Me desilusioné, pero también me alegré. Sí, me viví feliz como cuando era pequeño y mi madre me vestía por las mañanas. Ella reaparecía reclamando lo suyo, mi olvido de su memoria, la necesidad de su cariño, la fuerza de su presencia. Me alegré porque comprendí que todos los deseos sobre una mujer se vuelven infantiles. Queremos a la mujer madre quizá por que ellas nos quieren así, quizás por que necesitan que todos los hombres seamos sus hijos, que las dejemos ordenar nuestra vida, decirnos lo que tenemos que hacer, lo que debemos ser, mantenernos adictos a la familia. Quizá porque siempre queremos volver a su seno, o simplemente porque su nombre, puesto en otro cuerpo, había despertado sus maternales celos.

- ¿Cómo te sientes?. ¿Bien?. Bueno, relájate, respira profundamente, así...

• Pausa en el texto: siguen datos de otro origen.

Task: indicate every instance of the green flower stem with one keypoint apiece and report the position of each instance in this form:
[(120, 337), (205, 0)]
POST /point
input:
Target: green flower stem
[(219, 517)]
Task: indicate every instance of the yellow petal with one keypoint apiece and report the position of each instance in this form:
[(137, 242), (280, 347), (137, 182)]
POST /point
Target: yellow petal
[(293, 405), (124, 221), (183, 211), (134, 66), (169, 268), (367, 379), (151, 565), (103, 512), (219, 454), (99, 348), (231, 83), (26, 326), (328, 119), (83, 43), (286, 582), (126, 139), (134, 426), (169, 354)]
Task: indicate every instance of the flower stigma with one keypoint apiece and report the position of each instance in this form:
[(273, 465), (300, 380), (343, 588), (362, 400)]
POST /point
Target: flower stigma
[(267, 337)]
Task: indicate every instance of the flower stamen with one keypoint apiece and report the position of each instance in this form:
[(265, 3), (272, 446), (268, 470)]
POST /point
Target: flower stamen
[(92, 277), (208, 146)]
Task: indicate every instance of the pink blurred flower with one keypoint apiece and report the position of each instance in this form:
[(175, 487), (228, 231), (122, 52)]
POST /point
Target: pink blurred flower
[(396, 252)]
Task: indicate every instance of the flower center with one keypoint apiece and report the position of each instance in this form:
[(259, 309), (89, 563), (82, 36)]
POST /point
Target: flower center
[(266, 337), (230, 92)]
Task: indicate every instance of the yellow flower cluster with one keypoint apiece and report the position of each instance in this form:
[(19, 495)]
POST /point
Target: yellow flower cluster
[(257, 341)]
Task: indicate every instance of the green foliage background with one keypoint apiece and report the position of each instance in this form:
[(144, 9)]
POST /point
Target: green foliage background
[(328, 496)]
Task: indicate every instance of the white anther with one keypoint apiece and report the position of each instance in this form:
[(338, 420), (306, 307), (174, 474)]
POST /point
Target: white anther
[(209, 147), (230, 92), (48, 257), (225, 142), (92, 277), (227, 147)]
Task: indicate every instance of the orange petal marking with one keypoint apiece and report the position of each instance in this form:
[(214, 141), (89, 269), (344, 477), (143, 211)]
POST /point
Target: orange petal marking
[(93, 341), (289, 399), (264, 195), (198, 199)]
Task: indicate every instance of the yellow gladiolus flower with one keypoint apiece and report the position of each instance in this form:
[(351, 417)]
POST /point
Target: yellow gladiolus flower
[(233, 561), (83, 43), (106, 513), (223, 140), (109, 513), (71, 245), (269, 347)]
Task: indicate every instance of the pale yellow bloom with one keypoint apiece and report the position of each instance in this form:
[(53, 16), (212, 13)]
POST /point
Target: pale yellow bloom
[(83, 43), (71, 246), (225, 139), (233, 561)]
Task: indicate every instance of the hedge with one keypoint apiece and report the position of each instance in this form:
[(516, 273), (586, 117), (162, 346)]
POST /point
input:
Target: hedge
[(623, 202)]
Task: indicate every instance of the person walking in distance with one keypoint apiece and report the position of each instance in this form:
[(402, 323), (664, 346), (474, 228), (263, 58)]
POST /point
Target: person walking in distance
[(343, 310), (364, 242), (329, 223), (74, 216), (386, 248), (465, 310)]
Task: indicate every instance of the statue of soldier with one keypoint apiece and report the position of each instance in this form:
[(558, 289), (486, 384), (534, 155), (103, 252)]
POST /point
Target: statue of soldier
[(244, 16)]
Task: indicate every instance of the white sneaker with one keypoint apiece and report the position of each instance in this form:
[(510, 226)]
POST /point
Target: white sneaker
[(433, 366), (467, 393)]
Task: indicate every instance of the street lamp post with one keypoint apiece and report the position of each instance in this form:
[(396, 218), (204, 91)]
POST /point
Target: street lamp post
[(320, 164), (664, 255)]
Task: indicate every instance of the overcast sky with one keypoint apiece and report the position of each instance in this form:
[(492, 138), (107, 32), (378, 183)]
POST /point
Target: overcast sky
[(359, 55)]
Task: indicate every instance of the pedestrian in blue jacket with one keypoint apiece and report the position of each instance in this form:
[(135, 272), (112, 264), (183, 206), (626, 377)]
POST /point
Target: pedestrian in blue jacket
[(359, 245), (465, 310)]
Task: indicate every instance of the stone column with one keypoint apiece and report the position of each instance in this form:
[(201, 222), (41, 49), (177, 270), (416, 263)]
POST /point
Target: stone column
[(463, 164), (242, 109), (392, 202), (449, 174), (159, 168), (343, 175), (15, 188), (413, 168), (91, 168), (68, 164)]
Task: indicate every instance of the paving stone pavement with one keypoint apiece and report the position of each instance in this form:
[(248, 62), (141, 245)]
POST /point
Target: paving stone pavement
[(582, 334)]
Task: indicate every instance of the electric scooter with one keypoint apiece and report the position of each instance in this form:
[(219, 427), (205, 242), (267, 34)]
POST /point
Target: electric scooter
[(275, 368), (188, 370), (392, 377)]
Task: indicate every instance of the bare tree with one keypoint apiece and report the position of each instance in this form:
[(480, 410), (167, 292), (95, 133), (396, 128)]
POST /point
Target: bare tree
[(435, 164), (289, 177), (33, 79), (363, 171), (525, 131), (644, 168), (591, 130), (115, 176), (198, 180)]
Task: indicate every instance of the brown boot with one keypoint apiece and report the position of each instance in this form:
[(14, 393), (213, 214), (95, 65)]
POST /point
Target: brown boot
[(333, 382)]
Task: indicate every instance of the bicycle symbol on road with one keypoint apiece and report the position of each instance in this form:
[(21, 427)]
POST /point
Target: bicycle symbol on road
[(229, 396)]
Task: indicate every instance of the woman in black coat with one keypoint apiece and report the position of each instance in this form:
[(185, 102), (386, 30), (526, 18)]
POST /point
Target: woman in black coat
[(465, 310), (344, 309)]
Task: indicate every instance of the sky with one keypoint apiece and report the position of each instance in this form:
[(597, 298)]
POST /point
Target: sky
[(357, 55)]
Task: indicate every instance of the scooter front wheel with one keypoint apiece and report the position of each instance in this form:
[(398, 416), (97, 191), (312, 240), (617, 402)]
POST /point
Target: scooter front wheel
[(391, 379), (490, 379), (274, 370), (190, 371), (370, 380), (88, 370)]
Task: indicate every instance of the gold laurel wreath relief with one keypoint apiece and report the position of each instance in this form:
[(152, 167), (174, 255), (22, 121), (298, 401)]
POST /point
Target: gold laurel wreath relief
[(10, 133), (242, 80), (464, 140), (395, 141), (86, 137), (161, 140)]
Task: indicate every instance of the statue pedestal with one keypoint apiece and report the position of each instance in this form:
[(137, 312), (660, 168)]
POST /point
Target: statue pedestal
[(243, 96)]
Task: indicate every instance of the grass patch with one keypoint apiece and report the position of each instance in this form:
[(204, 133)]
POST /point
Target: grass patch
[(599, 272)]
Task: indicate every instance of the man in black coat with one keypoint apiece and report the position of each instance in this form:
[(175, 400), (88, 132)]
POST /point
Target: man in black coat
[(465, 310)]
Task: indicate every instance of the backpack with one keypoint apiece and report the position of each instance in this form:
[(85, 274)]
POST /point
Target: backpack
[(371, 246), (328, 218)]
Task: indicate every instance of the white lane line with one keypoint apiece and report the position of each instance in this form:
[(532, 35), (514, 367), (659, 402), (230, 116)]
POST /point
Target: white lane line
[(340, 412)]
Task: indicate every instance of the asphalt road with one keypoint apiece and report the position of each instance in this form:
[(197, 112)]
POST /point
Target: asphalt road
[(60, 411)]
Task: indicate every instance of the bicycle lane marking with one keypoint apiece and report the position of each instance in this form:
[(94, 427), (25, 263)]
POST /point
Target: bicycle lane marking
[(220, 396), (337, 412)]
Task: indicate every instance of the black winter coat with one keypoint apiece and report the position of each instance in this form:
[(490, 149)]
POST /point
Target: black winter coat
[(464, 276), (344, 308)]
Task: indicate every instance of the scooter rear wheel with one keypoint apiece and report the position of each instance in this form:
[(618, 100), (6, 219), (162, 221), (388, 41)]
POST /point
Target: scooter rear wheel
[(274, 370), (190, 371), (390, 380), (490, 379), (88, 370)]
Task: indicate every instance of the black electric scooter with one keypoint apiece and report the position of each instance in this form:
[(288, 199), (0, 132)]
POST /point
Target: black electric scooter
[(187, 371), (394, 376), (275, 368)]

Poco a poco me fui tranquilizando, luego comencé a incorporarme. Al cabo de un rato, aún poseído por el aturdimiento, con el cuerpo ajeno y dolorido, recorrí con la mirada los rostros de mis compañeros. Tenían cara de asombro, de inquietud, de incredulidad. Sin embargo ella, la otra protagonista oculta, la del nombre de mi madre, sonreía con los ojos brillantes y el gesto dulce, el cuerpo sereno reposando sobre la silla, los brazos abiertos y acogedores, con el seno materno como dispuesto a parir, o a ser penetrado. O al menos así me lo pareció, dentro de ese sopor feliz que nos queda a los que hemos arrojado todo hacia fuera.

Beatriz también aparentaba estar alegre, gozosa, quizás porque no había “otra”. Pero al mismo tiempo algo le nublaba el semblante, como si no le convenciera del todo esa expresada necesidad mía de la aparición nocturna y nominal de mi madre, en la misma habitación.

Al que veía peor era al terapeuta. Parecía como si estuviera en otro sitio, la mirada perdida, el gesto adusto y grave. Y es que el asunto había resultado ser más perverso de lo esperado, más difícil de comprender y explicar. Lo sabía, él se tenía que haber dado cuenta antes de admitirme, o al menos en los primeros dias. Pero es que yo siempre he sido un tipo bastante complicado.